Bush is nearly as bad -- his only saving grace is that at least the American stock market grew under him so there was some money being generated to make up for the money he was pissing up the wall; and he offered a timely tax rebate. But he's carried on like a big government maniac on his tinpot projects to socially engineer a country full of right little Bushes and Dicks.

See, suddenly everyone is talking sagely in revential tones about the failure of the free market. No.
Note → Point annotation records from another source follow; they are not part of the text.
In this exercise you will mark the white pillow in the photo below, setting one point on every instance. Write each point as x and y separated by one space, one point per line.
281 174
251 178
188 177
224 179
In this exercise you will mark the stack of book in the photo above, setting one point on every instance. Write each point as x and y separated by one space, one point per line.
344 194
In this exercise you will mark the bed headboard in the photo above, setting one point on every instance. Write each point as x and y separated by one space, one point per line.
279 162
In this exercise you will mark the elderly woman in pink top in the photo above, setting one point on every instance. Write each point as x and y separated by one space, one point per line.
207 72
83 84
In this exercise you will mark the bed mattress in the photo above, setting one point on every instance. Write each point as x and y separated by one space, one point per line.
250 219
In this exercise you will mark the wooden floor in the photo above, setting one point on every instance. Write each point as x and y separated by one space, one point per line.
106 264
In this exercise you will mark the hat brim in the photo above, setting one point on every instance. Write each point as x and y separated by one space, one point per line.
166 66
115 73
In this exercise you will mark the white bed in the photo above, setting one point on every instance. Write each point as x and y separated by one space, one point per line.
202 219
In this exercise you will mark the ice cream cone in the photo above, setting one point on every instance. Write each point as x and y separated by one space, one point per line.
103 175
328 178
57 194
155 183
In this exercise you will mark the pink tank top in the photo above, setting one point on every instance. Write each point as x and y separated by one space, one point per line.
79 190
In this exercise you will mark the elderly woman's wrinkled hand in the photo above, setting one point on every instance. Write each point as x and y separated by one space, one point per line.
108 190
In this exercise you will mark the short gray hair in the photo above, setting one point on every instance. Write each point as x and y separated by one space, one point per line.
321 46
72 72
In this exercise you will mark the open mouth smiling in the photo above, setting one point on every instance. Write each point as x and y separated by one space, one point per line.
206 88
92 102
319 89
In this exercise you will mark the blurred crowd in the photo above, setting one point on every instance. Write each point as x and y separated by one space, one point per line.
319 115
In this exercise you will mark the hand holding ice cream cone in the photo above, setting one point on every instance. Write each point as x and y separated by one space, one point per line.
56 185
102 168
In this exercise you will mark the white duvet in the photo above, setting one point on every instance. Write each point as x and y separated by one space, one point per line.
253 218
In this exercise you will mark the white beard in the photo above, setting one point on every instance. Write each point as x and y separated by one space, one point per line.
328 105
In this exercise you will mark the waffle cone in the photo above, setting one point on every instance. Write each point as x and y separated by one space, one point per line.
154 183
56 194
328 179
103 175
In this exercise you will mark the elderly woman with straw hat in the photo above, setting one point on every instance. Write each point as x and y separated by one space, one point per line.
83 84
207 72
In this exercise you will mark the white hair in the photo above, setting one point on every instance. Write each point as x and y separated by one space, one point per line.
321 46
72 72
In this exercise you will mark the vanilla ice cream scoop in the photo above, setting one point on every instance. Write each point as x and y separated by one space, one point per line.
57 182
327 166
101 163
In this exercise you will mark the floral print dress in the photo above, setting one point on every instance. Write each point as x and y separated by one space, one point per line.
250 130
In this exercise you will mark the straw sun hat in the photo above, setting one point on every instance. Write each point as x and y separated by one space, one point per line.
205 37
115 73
This is on governments.

We expect bankers to behave like, well, complete bankers because that's their job to be ruthless to generate money -- money which as well as lining their bonuses also ultimately pays for health and education and so on. I didn't see the Senate Banking Committee grumble as they were cut all those hefty cheques for their election campaigns from the mortgage giants. Nor did I see the Senate Banking Committee tapping their generous benefactors on the shoulder and saying "oi, oi" BEFORE the thing collapsed. I'm sure of course, that bail-out they arrange for their benefactors is going to be quite the slap on the wrist...

But obviously everyone screams "regulate!" as though this is a magic bullet.

Regulating the market into oblivion didn't help after Enron -- it just pushed business out of the USA. Gordon Brown's corpulent FSA, in eye-poppingly lush Canary Wharf offices, do nothing but regulate. Their last go at "pensions simplification" increased the size of the rulebook. But did it do any good? No -- our stockmarket has more or less flatlined for the last 11 years.

The FSA spent millions on thousand-page rulebooks but still couldn't tell Northern Rock and Bradford & Bingley that 100% mortgages are a colossally stupid idea.

The problem is the culture, the lack of integrity, the "spend today, worry tomorrow" attitude and that comes from the top, from both Bush (where are the GOP's budget hawks?!) and Brown.

The free market works because bad businesses fail and good businesses survive. Regulation, which will clobber everyone, is counter-productive and largely pointless without a culture of integrity and responsibility from those at the top. It's for the government to say, in effect, "you break it, you buy it" way ahead of time.

When people actually carry the can for their failures, it concentrates the mind wonderfully.